As she spoke, Jason noticed that she had produced a ball point pen and a napkin and she began writing something on the napkin. He couldn’t see what she wrote.

“I think it’s so nice my sister decided not to let all the politics and stuff like that keep her from having her special day, don’t you?”

“Yes,” he agreed. “It’s a nice break from all the recent turmoil… _honey._ ” 

She finished writing and pushed the napkin towards Jason while she kept talking.

_I need your help. Spectra is after me. I need to get to Ventis Est City ASAP._

_Not this again._ Jason had to struggle to not blurt that out. Instead, Jason looked at her quizzically. Lina pulled the napkin back and wrote some more. She pushed the napkin back towards Jason when she finished.

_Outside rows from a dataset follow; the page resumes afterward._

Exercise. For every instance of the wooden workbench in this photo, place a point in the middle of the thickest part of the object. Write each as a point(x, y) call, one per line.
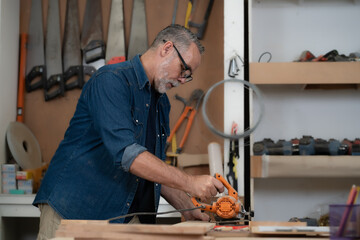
point(82, 229)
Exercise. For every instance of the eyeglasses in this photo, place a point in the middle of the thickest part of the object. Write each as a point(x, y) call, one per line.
point(186, 72)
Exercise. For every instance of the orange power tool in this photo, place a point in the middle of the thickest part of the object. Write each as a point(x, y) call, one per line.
point(188, 113)
point(225, 207)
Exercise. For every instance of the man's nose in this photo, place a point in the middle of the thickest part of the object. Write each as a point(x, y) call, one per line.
point(182, 80)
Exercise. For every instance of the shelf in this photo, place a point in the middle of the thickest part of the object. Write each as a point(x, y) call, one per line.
point(17, 205)
point(305, 166)
point(305, 73)
point(14, 205)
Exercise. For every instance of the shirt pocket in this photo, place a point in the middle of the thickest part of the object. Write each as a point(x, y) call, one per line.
point(138, 122)
point(165, 132)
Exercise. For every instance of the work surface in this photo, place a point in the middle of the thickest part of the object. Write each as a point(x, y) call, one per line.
point(82, 229)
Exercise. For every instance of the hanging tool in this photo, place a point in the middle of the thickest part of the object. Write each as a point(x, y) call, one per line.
point(233, 159)
point(226, 207)
point(115, 49)
point(202, 26)
point(21, 83)
point(92, 43)
point(54, 84)
point(172, 156)
point(74, 71)
point(35, 57)
point(174, 12)
point(189, 113)
point(138, 43)
point(189, 12)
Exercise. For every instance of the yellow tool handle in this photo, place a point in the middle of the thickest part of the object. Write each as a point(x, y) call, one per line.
point(188, 12)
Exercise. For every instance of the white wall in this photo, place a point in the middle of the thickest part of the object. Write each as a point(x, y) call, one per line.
point(286, 28)
point(9, 45)
point(233, 92)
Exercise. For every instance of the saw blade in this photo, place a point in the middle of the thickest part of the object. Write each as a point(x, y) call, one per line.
point(53, 40)
point(35, 57)
point(92, 43)
point(116, 40)
point(54, 85)
point(71, 45)
point(138, 43)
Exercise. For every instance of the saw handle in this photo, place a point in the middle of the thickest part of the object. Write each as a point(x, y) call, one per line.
point(212, 208)
point(38, 73)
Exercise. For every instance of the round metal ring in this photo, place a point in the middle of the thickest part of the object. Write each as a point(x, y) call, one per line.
point(245, 133)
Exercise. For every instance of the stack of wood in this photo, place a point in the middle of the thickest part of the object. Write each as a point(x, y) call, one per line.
point(103, 230)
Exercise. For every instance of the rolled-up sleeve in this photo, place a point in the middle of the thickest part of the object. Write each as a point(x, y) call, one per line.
point(130, 153)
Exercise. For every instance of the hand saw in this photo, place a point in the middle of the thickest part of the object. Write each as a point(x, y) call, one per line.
point(74, 71)
point(138, 35)
point(115, 49)
point(35, 58)
point(54, 85)
point(202, 26)
point(92, 43)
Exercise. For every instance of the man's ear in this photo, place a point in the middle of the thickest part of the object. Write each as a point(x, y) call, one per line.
point(166, 49)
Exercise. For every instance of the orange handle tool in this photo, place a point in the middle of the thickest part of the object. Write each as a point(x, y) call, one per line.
point(225, 207)
point(21, 83)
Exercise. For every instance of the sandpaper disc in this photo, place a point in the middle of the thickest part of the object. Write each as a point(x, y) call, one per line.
point(23, 146)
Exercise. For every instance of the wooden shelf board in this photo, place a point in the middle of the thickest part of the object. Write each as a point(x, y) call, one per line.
point(304, 166)
point(305, 73)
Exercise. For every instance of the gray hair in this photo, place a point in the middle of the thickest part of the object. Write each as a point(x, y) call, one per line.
point(180, 36)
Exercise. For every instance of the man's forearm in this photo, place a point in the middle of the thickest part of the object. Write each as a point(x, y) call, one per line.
point(177, 198)
point(151, 168)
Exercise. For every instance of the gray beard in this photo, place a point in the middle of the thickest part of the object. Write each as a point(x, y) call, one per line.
point(162, 88)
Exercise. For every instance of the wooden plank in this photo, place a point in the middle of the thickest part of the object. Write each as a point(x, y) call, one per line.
point(135, 228)
point(206, 225)
point(121, 235)
point(290, 230)
point(305, 73)
point(186, 160)
point(307, 166)
point(273, 223)
point(256, 167)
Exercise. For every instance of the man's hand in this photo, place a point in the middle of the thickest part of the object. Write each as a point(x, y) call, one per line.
point(204, 186)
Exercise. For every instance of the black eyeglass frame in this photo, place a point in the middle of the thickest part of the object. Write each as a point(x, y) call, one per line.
point(187, 77)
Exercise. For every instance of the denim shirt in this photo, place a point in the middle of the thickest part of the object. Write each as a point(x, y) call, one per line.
point(88, 177)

 _I have information that could bring them down._

Jason looked up and saw the pleading look in her hazel eyes. He had a weakness for damsels in distress, which usually came back to bite him because those distressed damsels ended up being Spectran. Lina Renato neither fit the damsel in distress stereotype nor was she Spectran. He made his decision.

“You’re right about the late start,” he said. “We should get going.”

Right on cue, Joyce showed up at the table with the bill. Jason paid it, made sure to leave Joyce a good tip and then, taking Lina by the elbow, headed out the diner.

“Sweetie?” Lina snorted and then laughed.

“Speak for yourself, _honey,_ ” Jason retorted. “I don’t have a car,” he added. “If you’re going to come with me, we have to go on foot.”

“I have a car,” she said. Then Lina turned off the main street onto a side street and walked up to a Jeep that had a hard top.

“Yours?” Jason asked.

“It is for now.” Lina pulled out a set of keys and then tossed them to Jason. “Here you go, Speed Racer,” she said. “You can drive.”

It felt good to drive again, although Jason wished the vehicle was a car and not a Jeep. But a Jeep was better suited to the terrain. Autumn and winter were coming and this region could be inhospitable.

Jason noticed a rucksack on the passenger seat. Lina grabbed it and put it on the floor where it rested next to her feet. While he adjusted the driver’s seat, she was reaching into the sack. Then, as he pulled the Jeep away from the curb and onto the street, he felt her pressing something into his hand. It was two dollars in Federation currency.

“For the coffee,” she said.

“Coffee’s on me,” Jason said. “I want to know what’s going on. How did you know I was here?”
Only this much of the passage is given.